Simple Explanation: COPY INTO is Snowflake's bulk loading command — it reads files from a stage (ADLS, S3, internal) and loads them into a table. It is MUCH faster than INSERT for large volumes because it runs in parallel across the warehouse.
Why do we need it? INSERT processes rows one by one — fine for 100 rows, terrible for 100 million rows. COPY INTO parallelizes across the warehouse and processes files in parallel batches.
Real-world analogy: INSERT = one person typing data manually. COPY INTO = 100 workers simultaneously moving pallets from a loading dock into the warehouse.
sql
-- Basic COPY INTO from external stage (Azure ADLS)
COPY INTO raw_bookings
FROM @azure_booking_stage/2026/03/25/ -- Read from this ADLS path
FILE_FORMAT = (
TYPE = 'PARQUET' -- File type
)
ON_ERROR = 'CONTINUE'; -- Skip bad files, continue loading
-- Options: ABORT_STATEMENT (default), CONTINUE, SKIP_FILE
-- COPY INTO with transformation (load + clean in one step)
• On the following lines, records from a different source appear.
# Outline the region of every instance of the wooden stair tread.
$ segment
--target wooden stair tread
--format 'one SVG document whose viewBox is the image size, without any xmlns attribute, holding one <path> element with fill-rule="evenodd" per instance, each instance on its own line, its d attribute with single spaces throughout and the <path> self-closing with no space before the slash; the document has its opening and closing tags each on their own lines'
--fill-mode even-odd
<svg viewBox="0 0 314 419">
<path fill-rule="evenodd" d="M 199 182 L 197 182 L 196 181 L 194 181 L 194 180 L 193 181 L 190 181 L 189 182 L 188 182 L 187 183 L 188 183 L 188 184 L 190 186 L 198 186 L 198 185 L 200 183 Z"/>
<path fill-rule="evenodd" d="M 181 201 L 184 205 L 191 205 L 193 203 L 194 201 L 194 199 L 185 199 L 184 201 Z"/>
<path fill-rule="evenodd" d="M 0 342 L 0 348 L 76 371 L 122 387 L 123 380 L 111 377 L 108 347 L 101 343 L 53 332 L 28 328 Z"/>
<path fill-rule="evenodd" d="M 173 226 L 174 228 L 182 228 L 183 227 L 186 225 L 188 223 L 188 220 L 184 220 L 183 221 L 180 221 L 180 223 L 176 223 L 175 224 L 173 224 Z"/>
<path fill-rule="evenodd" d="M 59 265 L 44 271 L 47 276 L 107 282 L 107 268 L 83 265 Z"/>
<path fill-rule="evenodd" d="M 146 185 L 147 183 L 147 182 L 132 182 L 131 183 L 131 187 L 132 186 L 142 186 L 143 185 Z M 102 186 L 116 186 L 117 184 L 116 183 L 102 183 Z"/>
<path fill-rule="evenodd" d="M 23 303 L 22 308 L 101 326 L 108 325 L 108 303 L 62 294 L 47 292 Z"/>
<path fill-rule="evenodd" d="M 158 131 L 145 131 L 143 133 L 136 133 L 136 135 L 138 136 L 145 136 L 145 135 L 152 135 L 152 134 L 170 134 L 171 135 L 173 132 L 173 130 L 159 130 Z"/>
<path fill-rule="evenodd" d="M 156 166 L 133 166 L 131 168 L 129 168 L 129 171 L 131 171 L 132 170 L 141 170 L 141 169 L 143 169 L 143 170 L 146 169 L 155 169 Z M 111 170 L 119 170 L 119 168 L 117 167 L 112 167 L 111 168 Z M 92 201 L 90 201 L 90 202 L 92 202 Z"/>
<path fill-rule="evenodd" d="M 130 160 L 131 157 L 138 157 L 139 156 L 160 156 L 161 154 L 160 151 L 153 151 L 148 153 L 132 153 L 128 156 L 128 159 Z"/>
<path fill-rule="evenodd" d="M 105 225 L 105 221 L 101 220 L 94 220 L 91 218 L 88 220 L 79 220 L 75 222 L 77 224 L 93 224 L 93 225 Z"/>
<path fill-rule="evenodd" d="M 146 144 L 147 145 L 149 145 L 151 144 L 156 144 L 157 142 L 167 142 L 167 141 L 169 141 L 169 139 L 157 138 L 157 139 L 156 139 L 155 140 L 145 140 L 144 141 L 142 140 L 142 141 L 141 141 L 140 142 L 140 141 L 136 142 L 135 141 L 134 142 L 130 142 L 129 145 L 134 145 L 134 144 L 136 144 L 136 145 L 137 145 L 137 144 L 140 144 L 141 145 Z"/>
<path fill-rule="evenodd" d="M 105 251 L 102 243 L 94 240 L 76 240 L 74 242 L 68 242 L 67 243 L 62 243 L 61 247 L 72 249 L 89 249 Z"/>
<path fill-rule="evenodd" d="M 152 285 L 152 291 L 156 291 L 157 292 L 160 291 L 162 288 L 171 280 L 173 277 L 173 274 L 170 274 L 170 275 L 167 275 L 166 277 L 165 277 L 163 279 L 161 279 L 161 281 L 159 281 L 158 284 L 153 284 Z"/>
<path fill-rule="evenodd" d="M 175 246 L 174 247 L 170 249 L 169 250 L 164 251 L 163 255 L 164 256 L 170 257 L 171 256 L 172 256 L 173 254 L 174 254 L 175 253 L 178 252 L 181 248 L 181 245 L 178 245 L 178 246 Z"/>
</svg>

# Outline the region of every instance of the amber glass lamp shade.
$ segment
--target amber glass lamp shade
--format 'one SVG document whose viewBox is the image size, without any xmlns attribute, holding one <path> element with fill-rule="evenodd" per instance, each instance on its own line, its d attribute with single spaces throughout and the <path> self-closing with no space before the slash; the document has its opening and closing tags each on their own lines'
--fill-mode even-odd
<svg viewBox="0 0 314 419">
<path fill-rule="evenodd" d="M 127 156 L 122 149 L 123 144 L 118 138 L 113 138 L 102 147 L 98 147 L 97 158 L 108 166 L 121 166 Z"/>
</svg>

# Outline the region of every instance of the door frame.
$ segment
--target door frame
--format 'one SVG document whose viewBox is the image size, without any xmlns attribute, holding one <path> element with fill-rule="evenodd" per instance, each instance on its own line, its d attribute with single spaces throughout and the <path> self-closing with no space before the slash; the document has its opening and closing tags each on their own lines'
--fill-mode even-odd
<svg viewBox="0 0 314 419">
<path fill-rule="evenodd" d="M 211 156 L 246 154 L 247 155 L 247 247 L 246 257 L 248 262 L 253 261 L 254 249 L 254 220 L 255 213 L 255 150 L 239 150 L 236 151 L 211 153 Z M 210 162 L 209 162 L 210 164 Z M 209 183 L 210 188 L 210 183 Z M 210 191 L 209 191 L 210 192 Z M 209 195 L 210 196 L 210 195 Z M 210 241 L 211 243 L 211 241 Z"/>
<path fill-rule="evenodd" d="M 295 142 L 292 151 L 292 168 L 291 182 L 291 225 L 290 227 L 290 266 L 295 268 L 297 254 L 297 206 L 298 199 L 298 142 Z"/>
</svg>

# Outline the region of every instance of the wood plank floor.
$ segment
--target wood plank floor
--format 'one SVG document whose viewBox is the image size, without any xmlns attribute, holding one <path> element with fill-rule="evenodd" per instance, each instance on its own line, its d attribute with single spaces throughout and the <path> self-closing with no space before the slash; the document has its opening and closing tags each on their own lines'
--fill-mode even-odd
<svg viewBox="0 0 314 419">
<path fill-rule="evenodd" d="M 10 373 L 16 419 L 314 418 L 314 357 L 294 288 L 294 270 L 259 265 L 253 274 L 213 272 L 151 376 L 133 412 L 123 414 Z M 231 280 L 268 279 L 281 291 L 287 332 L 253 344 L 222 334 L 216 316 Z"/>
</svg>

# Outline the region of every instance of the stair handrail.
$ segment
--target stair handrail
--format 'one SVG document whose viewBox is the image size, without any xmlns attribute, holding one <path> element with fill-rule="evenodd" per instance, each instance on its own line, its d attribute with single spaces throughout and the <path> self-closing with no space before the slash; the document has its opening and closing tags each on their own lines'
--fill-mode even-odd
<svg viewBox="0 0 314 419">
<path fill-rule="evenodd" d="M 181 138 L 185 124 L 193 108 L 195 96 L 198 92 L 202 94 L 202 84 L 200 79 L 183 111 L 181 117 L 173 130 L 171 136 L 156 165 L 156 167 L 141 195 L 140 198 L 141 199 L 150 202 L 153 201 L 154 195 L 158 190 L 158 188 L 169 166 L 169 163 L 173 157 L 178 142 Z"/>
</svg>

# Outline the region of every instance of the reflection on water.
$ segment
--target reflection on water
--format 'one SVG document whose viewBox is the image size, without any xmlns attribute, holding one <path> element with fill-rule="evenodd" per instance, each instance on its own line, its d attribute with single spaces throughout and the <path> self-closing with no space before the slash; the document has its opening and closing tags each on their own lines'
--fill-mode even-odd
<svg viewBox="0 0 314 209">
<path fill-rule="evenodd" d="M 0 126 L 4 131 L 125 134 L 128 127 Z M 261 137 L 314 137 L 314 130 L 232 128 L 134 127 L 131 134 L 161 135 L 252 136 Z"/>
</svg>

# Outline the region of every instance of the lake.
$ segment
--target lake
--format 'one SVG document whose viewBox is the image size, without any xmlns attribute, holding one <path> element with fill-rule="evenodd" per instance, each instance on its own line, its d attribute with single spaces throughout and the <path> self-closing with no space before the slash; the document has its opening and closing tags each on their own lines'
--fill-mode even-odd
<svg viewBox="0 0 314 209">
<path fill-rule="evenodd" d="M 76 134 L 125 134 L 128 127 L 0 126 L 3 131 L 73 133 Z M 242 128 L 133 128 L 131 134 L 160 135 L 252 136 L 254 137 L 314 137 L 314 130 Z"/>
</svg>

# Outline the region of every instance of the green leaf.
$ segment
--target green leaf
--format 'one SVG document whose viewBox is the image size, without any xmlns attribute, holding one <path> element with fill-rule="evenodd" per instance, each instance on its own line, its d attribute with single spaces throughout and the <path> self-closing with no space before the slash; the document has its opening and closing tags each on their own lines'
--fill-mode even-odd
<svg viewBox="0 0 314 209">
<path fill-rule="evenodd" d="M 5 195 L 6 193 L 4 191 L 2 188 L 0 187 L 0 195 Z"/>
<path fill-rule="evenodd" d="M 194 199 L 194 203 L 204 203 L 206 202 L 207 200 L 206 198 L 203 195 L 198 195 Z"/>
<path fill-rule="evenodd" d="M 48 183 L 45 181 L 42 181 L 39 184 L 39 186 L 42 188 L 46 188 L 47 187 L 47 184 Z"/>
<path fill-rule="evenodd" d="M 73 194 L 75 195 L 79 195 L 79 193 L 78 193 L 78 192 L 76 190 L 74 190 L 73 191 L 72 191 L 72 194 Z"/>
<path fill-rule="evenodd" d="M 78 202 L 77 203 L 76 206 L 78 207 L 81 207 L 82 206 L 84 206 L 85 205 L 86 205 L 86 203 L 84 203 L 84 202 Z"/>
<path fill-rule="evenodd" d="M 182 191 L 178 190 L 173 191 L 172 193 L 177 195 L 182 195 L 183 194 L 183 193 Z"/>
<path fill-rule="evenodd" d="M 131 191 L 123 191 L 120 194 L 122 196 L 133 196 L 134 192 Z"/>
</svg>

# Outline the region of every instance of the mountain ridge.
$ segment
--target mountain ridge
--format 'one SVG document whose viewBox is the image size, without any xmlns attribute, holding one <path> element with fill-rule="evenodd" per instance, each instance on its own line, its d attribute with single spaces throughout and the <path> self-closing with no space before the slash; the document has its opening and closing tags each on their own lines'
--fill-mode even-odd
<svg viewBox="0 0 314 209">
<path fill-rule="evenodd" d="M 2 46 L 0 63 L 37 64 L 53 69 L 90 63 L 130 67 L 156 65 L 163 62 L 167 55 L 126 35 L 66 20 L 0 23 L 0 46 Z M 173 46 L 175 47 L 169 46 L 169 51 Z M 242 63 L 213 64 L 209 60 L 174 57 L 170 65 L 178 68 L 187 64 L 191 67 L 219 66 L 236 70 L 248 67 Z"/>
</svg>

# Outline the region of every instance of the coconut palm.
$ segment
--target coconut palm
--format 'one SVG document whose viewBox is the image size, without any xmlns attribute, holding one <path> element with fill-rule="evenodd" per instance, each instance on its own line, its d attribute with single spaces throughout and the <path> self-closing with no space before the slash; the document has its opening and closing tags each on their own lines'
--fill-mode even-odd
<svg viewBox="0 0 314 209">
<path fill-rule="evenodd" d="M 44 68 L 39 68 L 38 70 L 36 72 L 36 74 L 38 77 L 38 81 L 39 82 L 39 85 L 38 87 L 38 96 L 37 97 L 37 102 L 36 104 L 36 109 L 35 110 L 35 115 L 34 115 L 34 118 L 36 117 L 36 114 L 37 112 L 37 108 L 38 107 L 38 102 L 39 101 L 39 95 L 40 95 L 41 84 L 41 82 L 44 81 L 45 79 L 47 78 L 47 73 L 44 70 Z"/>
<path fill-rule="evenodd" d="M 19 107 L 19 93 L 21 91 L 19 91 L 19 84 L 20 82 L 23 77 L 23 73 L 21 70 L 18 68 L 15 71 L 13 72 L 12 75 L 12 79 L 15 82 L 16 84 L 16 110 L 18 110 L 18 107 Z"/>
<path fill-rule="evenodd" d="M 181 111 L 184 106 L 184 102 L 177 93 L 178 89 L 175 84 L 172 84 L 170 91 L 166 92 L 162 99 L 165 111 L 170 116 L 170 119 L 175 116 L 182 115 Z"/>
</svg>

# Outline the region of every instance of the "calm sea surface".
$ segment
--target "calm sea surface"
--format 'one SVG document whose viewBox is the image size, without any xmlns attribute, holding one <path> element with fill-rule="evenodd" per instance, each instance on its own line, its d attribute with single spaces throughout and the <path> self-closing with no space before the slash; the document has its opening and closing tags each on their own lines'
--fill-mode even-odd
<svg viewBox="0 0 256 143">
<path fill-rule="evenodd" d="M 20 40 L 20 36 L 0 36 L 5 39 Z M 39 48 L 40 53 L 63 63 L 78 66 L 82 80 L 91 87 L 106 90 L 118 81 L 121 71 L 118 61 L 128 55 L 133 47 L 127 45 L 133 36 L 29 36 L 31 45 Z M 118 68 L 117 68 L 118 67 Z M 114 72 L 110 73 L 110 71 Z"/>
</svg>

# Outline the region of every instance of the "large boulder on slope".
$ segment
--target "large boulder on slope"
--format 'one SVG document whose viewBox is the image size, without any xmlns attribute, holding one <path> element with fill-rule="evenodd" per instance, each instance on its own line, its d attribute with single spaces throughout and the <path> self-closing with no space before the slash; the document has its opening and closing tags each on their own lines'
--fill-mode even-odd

COPY INTO silver_bookings (booking_id, booking_date, amount, airline_code)
FROM (
SELECT
$1:booking_id::VARCHAR, -- Cast from VARIANT
$1:booking_date::DATE,
$1:fare.amount::NUMBER(10,2),
UPPER($1:airline_code::VARCHAR) -- Transform during load
FROM @azure_booking_stage/bookings.json
)
FILE_FORMAT = (TYPE = 'JSON');
-- COPY INTO with error handling — see what failed
COPY INTO raw_bookings FROM @stage/
ON_ERROR = 'CONTINUE';
-- After loading, check what errors occurred:
SE